67 years ago, Italian fascist Benito Mussolini’s corpse was displayed in Milan’s Piazzale Loreto.
I mention Mussolini because another tyrant has been brought to justice – Charles Taylor of Liberia, who has been convicted of sending thugs into neighbouring Sierra Leone. However, while Mussolini was administered justice by and among the people he misruled, Taylor was tried in The Hague and will be imprisoned in Great Britain – which required a special act of Parliament – because of fears of a West African trial causing renewed instability.
Instability is there in plenty. A message was gotten to Jeremy Vine’s BBC Radio 2 show from a Sierra Leonean whose whole family had been killed by Taylor’s thugs, including child soldiers.

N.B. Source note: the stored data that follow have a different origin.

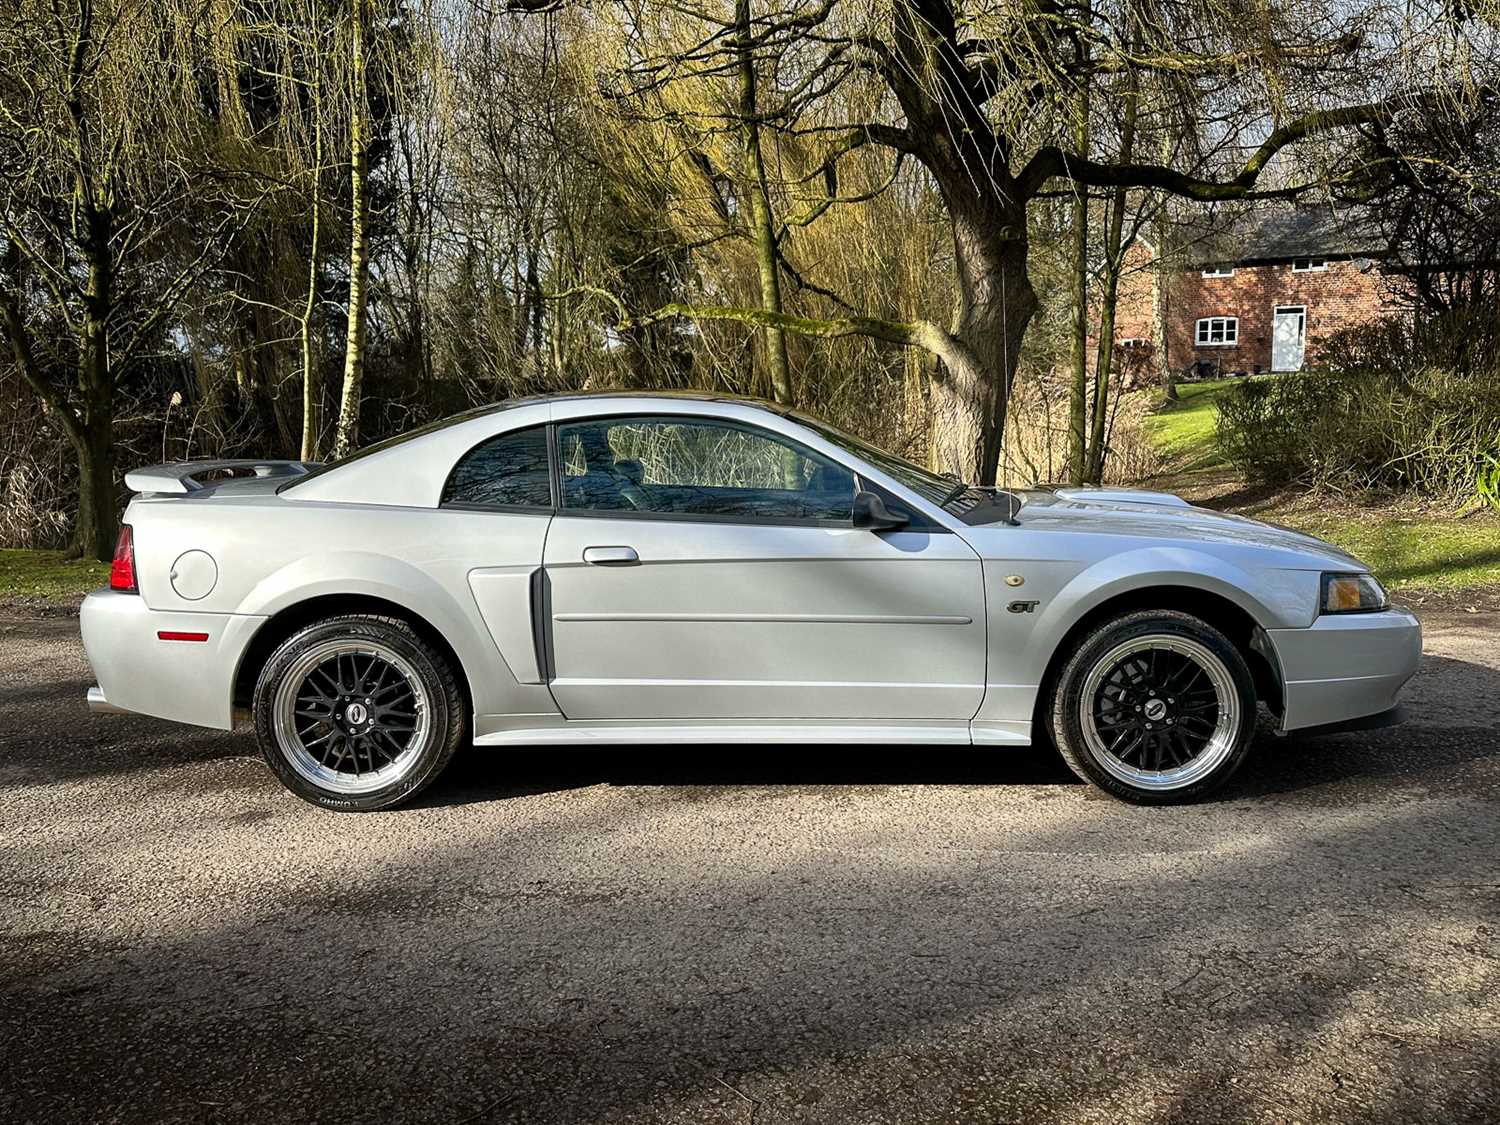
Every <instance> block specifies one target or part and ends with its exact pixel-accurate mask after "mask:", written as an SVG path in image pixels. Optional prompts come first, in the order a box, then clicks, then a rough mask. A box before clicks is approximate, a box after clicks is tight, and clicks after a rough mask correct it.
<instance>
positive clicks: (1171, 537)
mask: <svg viewBox="0 0 1500 1125" xmlns="http://www.w3.org/2000/svg"><path fill="white" fill-rule="evenodd" d="M1014 495H1016V496H1019V498H1020V499H1022V501H1023V502H1022V505H1020V508H1019V510H1017V511H1016V522H1017V523H1020V526H1023V528H1026V529H1028V531H1073V532H1092V534H1103V535H1122V537H1130V538H1146V540H1158V541H1160V540H1169V541H1181V543H1214V544H1221V546H1229V547H1260V549H1272V550H1286V552H1293V553H1298V555H1311V556H1314V558H1316V559H1317V561H1319V562H1320V564H1323V562H1326V564H1332V565H1335V567H1347V568H1352V570H1365V568H1367V567H1365V565H1364V564H1362V562H1361V561H1359V559H1358V558H1355V556H1353V555H1349V553H1346V552H1343V550H1340V549H1338V547H1335V546H1332V544H1331V543H1325V541H1323V540H1320V538H1314V537H1313V535H1305V534H1302V532H1301V531H1292V529H1290V528H1280V526H1275V525H1272V523H1262V522H1260V520H1257V519H1247V517H1245V516H1233V514H1229V513H1224V511H1212V510H1209V508H1200V507H1193V505H1191V504H1188V502H1187V501H1185V499H1182V498H1181V496H1176V495H1172V493H1170V492H1148V490H1143V489H1074V487H1068V489H1028V490H1017V492H1016V493H1014ZM996 522H1002V520H996Z"/></svg>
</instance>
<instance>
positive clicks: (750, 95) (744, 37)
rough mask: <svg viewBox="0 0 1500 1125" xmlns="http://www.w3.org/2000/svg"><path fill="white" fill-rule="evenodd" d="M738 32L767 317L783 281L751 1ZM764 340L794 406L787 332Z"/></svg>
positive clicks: (772, 333)
mask: <svg viewBox="0 0 1500 1125" xmlns="http://www.w3.org/2000/svg"><path fill="white" fill-rule="evenodd" d="M735 33H736V36H738V45H736V48H735V49H736V51H738V55H739V127H741V129H742V135H744V148H745V169H744V178H745V187H747V189H748V193H750V237H751V242H753V243H754V263H756V273H757V276H759V281H760V308H762V309H765V311H766V312H781V276H780V267H778V264H777V254H775V231H774V229H772V225H771V192H769V187H768V186H766V178H765V156H763V153H762V151H760V121H759V115H757V114H759V110H757V99H756V74H754V45H753V39H751V31H750V0H735ZM763 336H765V366H766V375H768V377H769V383H771V398H772V399H775V401H777V402H783V404H787V405H790V402H792V374H790V366H789V365H787V362H786V333H784V332H781V330H780V329H765V330H763Z"/></svg>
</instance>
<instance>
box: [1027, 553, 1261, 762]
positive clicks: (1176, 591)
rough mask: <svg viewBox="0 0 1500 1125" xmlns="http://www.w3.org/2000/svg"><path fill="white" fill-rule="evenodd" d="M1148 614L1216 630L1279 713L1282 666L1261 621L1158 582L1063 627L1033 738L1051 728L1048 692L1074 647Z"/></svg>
mask: <svg viewBox="0 0 1500 1125" xmlns="http://www.w3.org/2000/svg"><path fill="white" fill-rule="evenodd" d="M1149 609H1170V610H1175V612H1179V613H1190V615H1193V616H1196V618H1199V619H1200V621H1205V622H1206V624H1209V625H1214V628H1217V630H1220V631H1221V633H1223V634H1224V636H1226V637H1229V640H1230V643H1233V645H1235V648H1238V649H1239V651H1241V654H1242V655H1244V657H1245V663H1247V664H1250V672H1251V675H1253V676H1254V679H1256V694H1257V697H1259V699H1260V700H1263V702H1265V703H1266V705H1268V706H1269V708H1271V709H1272V711H1275V712H1278V714H1280V712H1281V708H1283V697H1284V696H1283V675H1281V666H1280V663H1278V660H1277V654H1275V648H1274V646H1272V645H1271V642H1269V637H1268V636H1266V630H1265V627H1263V625H1262V624H1260V621H1257V619H1256V616H1254V615H1253V613H1251V612H1250V610H1248V609H1247V607H1245V606H1244V604H1241V603H1239V601H1236V600H1233V598H1230V597H1226V595H1224V594H1220V592H1215V591H1212V589H1206V588H1203V586H1199V585H1184V583H1173V582H1163V583H1152V585H1142V586H1136V588H1131V589H1124V591H1119V592H1116V594H1112V595H1109V597H1106V598H1103V600H1101V601H1098V603H1097V604H1094V606H1091V607H1089V609H1088V610H1086V612H1085V613H1083V615H1080V616H1079V618H1077V619H1076V621H1074V622H1073V624H1071V625H1070V627H1068V628H1067V631H1065V633H1064V634H1062V637H1061V640H1059V642H1058V645H1056V648H1055V649H1053V652H1052V655H1050V657H1049V660H1047V667H1046V672H1043V678H1041V682H1040V688H1038V691H1037V703H1035V709H1034V712H1032V732H1034V736H1035V735H1044V733H1046V732H1047V730H1049V729H1050V727H1049V724H1047V714H1049V709H1050V708H1052V693H1053V690H1055V688H1056V685H1058V676H1059V675H1061V673H1062V669H1064V666H1065V664H1067V663H1068V657H1070V655H1073V651H1074V649H1076V648H1077V645H1079V642H1080V640H1082V639H1083V637H1085V636H1088V633H1089V631H1091V630H1094V628H1097V627H1098V625H1100V624H1103V622H1104V621H1109V619H1110V618H1116V616H1122V615H1125V613H1134V612H1139V610H1149Z"/></svg>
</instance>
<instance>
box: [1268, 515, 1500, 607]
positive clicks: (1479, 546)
mask: <svg viewBox="0 0 1500 1125" xmlns="http://www.w3.org/2000/svg"><path fill="white" fill-rule="evenodd" d="M1257 514H1259V516H1260V517H1263V519H1268V520H1271V522H1274V523H1283V525H1286V526H1292V528H1296V529H1298V531H1307V532H1308V534H1310V535H1317V537H1319V538H1326V540H1328V541H1329V543H1332V544H1335V546H1338V547H1343V549H1344V550H1347V552H1349V553H1352V555H1355V556H1356V558H1358V559H1361V561H1362V562H1365V564H1367V565H1368V567H1370V568H1371V570H1373V571H1374V573H1376V576H1377V577H1379V579H1380V580H1382V582H1385V583H1386V585H1388V586H1391V588H1392V589H1403V588H1422V589H1440V591H1458V589H1472V588H1475V586H1487V585H1494V583H1500V520H1497V519H1494V517H1493V516H1472V517H1470V519H1458V517H1454V516H1448V517H1445V516H1427V514H1424V516H1418V517H1404V516H1401V514H1400V511H1397V510H1391V508H1370V510H1365V508H1352V510H1350V508H1346V510H1334V511H1265V513H1257Z"/></svg>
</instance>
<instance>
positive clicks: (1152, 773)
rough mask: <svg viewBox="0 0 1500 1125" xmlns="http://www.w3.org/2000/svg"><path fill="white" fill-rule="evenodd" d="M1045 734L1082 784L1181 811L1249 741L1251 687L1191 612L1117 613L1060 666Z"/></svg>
mask: <svg viewBox="0 0 1500 1125" xmlns="http://www.w3.org/2000/svg"><path fill="white" fill-rule="evenodd" d="M1050 717H1052V735H1053V741H1055V742H1056V745H1058V750H1059V751H1061V753H1062V757H1064V760H1065V762H1067V763H1068V766H1070V768H1071V769H1073V771H1074V772H1076V774H1077V775H1079V777H1082V778H1083V780H1085V781H1092V783H1094V784H1097V786H1100V787H1101V789H1104V790H1106V792H1109V793H1113V795H1115V796H1119V798H1122V799H1127V801H1136V802H1139V804H1181V802H1187V801H1193V799H1197V798H1200V796H1205V795H1208V793H1211V792H1214V790H1215V789H1218V787H1220V786H1221V784H1224V781H1227V780H1229V778H1230V777H1232V775H1233V772H1235V771H1236V769H1238V768H1239V766H1241V763H1242V762H1244V760H1245V756H1247V754H1248V753H1250V744H1251V741H1253V738H1254V733H1256V681H1254V676H1253V675H1251V670H1250V666H1248V664H1247V663H1245V657H1244V655H1242V654H1241V652H1239V649H1238V648H1235V645H1233V643H1230V640H1229V637H1226V636H1224V634H1223V633H1221V631H1220V630H1217V628H1214V627H1212V625H1211V624H1208V622H1206V621H1202V619H1199V618H1196V616H1191V615H1190V613H1179V612H1173V610H1145V612H1136V613H1127V615H1124V616H1119V618H1115V619H1113V621H1107V622H1104V624H1103V625H1100V627H1098V628H1095V630H1092V631H1091V633H1089V634H1088V636H1085V637H1083V640H1082V642H1080V643H1079V645H1077V648H1076V649H1074V651H1073V654H1071V657H1070V658H1068V661H1067V663H1065V666H1064V669H1062V673H1061V676H1059V678H1058V685H1056V688H1055V691H1053V700H1052V715H1050Z"/></svg>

She is now living as an outcast in Gambia, where she can only get work as a prostitute. The child soldiers, no less outcasts, remain in Sierra Leone as an army in waiting.
Mussolini’s execution and subsequent display within the country he brutalised surely cooled the heads of other budding little caesars. Wouldn’t a similar display of Taylor’s earthly remains in Sierra Leone likewise provide food for thought?
The only reason I can think of for Taylor’s trial being held in Europe is racism. A bunch of predominantly white liberals decided that West Africans cannot be allowed to hold their own leaders to account for their actions. So they send the UN in like a knight in shining armour, their self-righteousness blinding them to the fact that this is far from a fairy-tale, and the only happily-ever-after will be Taylor’s as his every human right is pandered to in a British jail.
Surely there's still time for common-sense to trump western ethnocentrism? Taylor needs to be sent back home to his own people for sentence, to be done to as he did to them. Then maybe, just maybe, a budding demagogue may think, "perhaps not".